However, Milei’s policies and rhetoric are not merely part of a broader right-wing trend in Latin America. They are distinctly shaped by Argentina’s history and the relationship between the state and its people.
To Milei, his social and economic policies respond to what he sees as a culture of laziness plaguing Argentine society—one he attributes to years of left-leaning governments that provided generous benefits. His agenda also reflects an effort to combat the legacy of the Peronist populist movement, which defined much of Argentine life in the 20th century. During this period, Juan and Eva Perón prioritized a strong state—particularly a strong executive—while promoting social justice and expanding benefits for the marginalized working class.
Closely connected to anti-Peronism is the military coup that attempted to end Peronism, which culminated in the 1976-1983 “Dirty War.” During this period, approximately 30,000 people were taken to clandestine detention camps and faced torture and extrajudicial killings carried out by the state. This era was also marked by the “theory of the two demons,” which framed state terror as equivalent to the violence perpetrated by left-wing guerrilla groups. Although this theory lost credibility by the mid-1990s and was widely considered discredited, Milei has appeared to echo it in his rhetoric.
His language reflects elements of the denialism that emerged in the aftermath of the dictatorship, including his claim during a presidential debate prior to his election that “there were no 30,000,” arguing that the number of those killed was significantly lower. He has also described the dictatorship’s crimes as “excesses” committed in the context of a war—a direct restatement of rhetoric used by military leaders to justify their actions and seek impunity.
Milei’s apparent revival of this framework is also reflected in his present-day economic and social policies, particularly federal budget cuts that have disrupted the work of civil society organizations dedicated to preserving memory of this dark period in Argentine history.
These cuts are evident in the condition of former clandestine detention centers ESMA, which was transformed into a UNESCO museum and site of memory in 2008. Budget reductions have led to the museum closing three days of the week, staff layoffs, the shutdown of its cultural center, and a growing need for repairs throughout the site.
Similarly, the Grandmothers of the Plaza de Mayo—an influential human rights organization responsible for reuniting families separated during the dictatorship—have lost government funding despite their ongoing work. Milei has also reduced the state’s participation in ongoing trials of military and police officials involved in the dictatorship. He has previously referred to the group’s leader as “totalitarian,” and dismissed human rights efforts as a “scam.”

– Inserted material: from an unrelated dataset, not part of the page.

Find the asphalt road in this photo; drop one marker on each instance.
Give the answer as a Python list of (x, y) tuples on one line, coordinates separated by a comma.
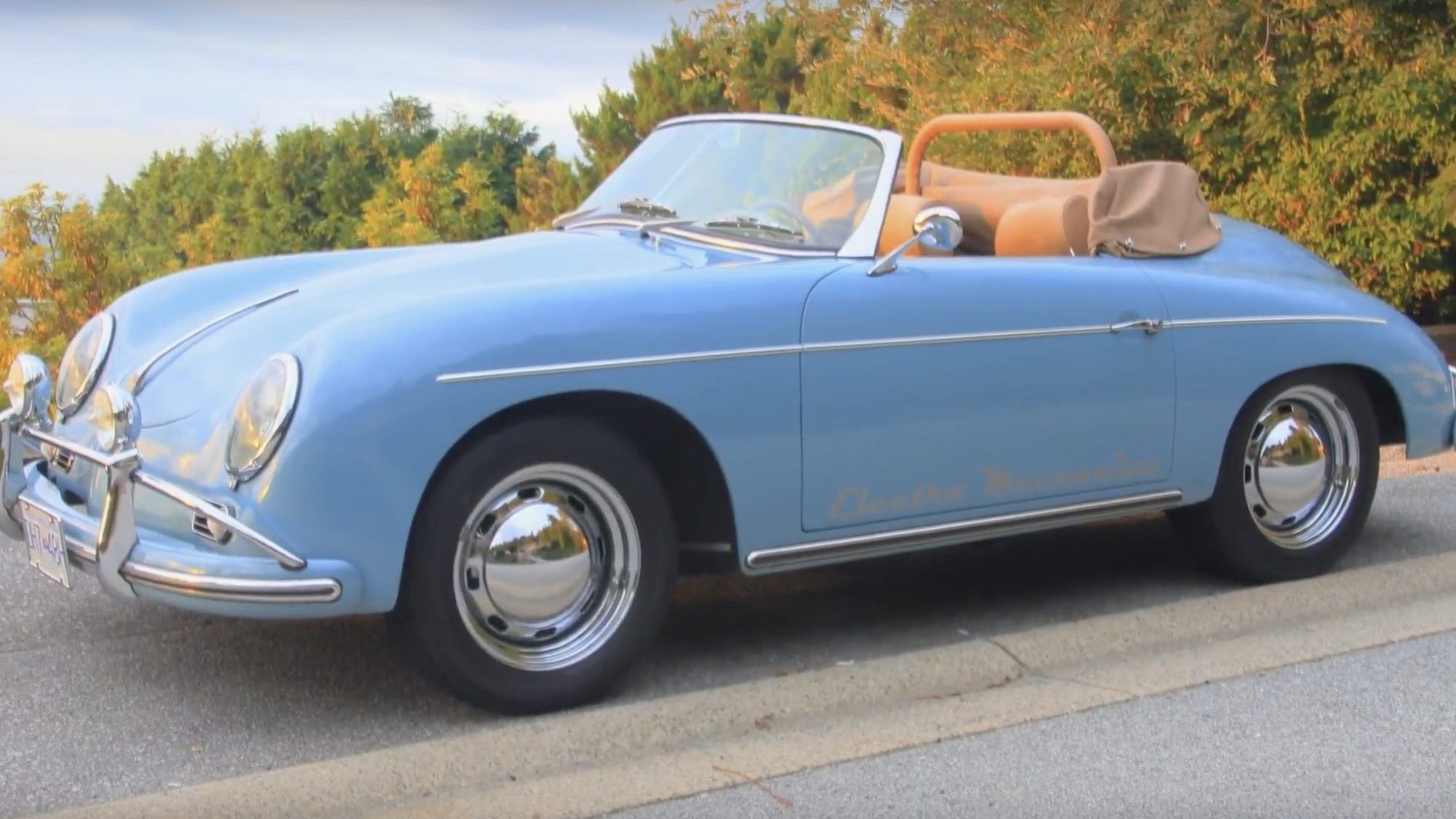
[(103, 698), (1369, 733)]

While expressing a revisionist and critical stance toward the legacy of the Dirty War, Milei has also worked to dismantle contemporary social programs. His administration has cut social spending, limited the ability to peacefully assemble, and adopted rhetoric widely viewed as anti-journalist and anti-LGBT. He has further vetoed congressional efforts to increase pensions and funding for public universities.
These actions, both retrospective and forward-looking, reflect a broader rejection of social welfare rooted in Argentina’s historical pattern of strong executive power, as well as a return to earlier forms of state discourse. Looking ahead, it is likely that funding for museums and memorials tied to the Dirty War will continue to decline, while social programs face ongoing criticism and reduction as Milei’s culture agenda continues to unfold.